Note technique sur la "massification"

Origine : http://michel.delord.free.fr/massif.pdf

France 2, le jeudi 8 septembre : Marc le Bris explique la baisse de niveau des élèves au sortir du primaire et en sixième par les aberrations pédagogiques imposées par l'appareil scolaire au travers des différentes réformes depuis 1970. Jean-Luc Villeneuve, secrétaire général du SGEN-CFDT (syndicat qui a été un des principaux acteurs de ces réformes), lui réplique en faisant porter la responsabilité de cette baisse de niveau - qu'il reconnaît donc à demi-mot, ce qui est nouveau - par la présence de nouveaux publics en sixième :" Il y a 30 ans, il y avait 10% d'une classe d'âge qui allait en sixième. Maintenant il est évident qu'il y a une massification extrêmement importante, on trouve des élèves à problèmes alors qu'ils n'étaient pas dans le secondaire".
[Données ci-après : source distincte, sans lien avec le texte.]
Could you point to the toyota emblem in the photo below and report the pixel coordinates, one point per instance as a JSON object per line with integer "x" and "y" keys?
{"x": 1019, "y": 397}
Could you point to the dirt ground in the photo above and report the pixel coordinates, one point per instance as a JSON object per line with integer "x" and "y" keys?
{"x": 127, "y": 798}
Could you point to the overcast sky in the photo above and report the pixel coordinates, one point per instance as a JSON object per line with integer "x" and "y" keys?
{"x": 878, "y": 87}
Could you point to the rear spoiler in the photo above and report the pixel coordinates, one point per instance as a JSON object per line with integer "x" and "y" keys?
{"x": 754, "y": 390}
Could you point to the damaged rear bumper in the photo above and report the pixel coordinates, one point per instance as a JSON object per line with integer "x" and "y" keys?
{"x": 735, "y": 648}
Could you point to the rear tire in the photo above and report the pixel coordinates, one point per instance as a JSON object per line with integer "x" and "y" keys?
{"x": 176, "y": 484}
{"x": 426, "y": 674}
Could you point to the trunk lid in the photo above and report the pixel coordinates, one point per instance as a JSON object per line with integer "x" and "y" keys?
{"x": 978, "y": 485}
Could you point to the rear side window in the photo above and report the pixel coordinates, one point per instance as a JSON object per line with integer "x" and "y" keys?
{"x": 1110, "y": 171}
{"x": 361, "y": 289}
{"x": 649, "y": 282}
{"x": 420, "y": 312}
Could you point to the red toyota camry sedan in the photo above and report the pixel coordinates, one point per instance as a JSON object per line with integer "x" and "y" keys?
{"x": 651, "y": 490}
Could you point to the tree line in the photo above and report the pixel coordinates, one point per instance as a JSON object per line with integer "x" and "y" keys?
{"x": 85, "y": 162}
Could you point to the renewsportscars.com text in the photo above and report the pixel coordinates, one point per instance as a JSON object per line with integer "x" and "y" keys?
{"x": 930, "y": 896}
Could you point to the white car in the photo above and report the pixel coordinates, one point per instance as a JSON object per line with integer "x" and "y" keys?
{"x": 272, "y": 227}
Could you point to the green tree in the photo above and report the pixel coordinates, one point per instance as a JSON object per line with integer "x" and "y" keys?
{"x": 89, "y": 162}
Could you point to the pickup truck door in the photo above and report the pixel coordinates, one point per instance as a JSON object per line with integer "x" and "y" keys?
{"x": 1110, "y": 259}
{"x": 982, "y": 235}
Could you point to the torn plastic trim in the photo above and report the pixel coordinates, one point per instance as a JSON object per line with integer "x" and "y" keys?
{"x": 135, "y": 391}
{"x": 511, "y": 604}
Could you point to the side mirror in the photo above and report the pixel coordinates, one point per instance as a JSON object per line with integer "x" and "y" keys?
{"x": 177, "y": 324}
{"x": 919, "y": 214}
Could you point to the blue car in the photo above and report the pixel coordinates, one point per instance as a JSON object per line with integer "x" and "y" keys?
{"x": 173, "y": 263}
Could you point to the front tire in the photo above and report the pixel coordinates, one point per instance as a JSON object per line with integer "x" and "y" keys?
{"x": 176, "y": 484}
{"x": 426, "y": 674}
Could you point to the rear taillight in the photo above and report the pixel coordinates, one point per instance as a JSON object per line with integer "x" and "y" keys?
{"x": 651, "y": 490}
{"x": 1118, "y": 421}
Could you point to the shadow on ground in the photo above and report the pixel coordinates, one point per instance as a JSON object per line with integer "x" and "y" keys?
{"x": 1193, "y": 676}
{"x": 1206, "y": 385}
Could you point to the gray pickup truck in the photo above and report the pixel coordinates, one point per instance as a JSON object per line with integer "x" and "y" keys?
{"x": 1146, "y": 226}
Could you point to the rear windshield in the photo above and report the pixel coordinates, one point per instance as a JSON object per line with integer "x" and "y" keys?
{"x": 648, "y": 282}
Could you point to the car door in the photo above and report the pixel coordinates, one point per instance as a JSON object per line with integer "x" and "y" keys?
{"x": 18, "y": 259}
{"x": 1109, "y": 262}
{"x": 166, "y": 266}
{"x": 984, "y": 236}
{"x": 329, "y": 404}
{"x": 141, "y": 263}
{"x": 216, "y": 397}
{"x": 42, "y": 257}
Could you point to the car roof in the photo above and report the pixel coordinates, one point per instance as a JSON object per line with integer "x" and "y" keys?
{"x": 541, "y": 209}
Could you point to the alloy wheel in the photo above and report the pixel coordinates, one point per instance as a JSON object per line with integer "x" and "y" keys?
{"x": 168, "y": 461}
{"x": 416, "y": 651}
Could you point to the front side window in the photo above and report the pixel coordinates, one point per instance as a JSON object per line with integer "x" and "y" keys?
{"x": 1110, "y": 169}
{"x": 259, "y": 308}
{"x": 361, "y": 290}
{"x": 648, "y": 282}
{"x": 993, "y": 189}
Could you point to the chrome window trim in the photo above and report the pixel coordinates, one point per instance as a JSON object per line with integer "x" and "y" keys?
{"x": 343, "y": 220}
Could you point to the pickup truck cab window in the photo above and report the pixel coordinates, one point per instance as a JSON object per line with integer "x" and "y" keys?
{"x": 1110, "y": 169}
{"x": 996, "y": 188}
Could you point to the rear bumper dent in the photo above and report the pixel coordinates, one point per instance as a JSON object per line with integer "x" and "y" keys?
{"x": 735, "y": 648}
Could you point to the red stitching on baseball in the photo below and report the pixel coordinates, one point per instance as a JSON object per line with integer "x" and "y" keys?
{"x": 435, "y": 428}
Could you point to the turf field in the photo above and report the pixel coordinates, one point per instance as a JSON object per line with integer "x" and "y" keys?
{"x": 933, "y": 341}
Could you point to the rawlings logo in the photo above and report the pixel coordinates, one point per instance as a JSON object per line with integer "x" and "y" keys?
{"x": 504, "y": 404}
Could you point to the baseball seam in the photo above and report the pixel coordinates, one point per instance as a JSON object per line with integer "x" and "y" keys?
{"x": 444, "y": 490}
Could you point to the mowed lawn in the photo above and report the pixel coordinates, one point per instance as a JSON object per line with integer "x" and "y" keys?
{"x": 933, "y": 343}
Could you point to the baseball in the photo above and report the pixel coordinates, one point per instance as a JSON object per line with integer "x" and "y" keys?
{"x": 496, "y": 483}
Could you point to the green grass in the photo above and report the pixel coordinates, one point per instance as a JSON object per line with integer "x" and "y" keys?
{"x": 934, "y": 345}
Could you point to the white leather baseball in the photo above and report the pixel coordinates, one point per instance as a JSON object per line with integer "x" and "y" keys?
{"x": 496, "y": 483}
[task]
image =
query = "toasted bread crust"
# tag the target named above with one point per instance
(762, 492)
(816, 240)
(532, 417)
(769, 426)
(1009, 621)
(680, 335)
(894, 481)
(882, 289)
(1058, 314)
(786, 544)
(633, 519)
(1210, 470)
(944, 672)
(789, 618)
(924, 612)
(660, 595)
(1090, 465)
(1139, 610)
La première affirmation de J-L Villeneuve est-elle une étourderie, un manque d'instruction ? En effet, non pas il y a 30 ans, c'est-à-dire en 1974 mais déjà en 1969/70 le taux de scolarisation en sixième n'était pas de 10% mais variait de 75% à 90% selon les départements comme le montre la carte [1] ci-contre.

Passons donc sur l'aberration signalée ci-dessus et supposons que J-L Villeneuve ait voulu parler du début des années soixante, comme l'a dit par exemple Claude Allègre le jour de la rentrée sur France Inter et comme le répètent la majorité des défenseurs des réformes mises en place depuis la fin des années 60.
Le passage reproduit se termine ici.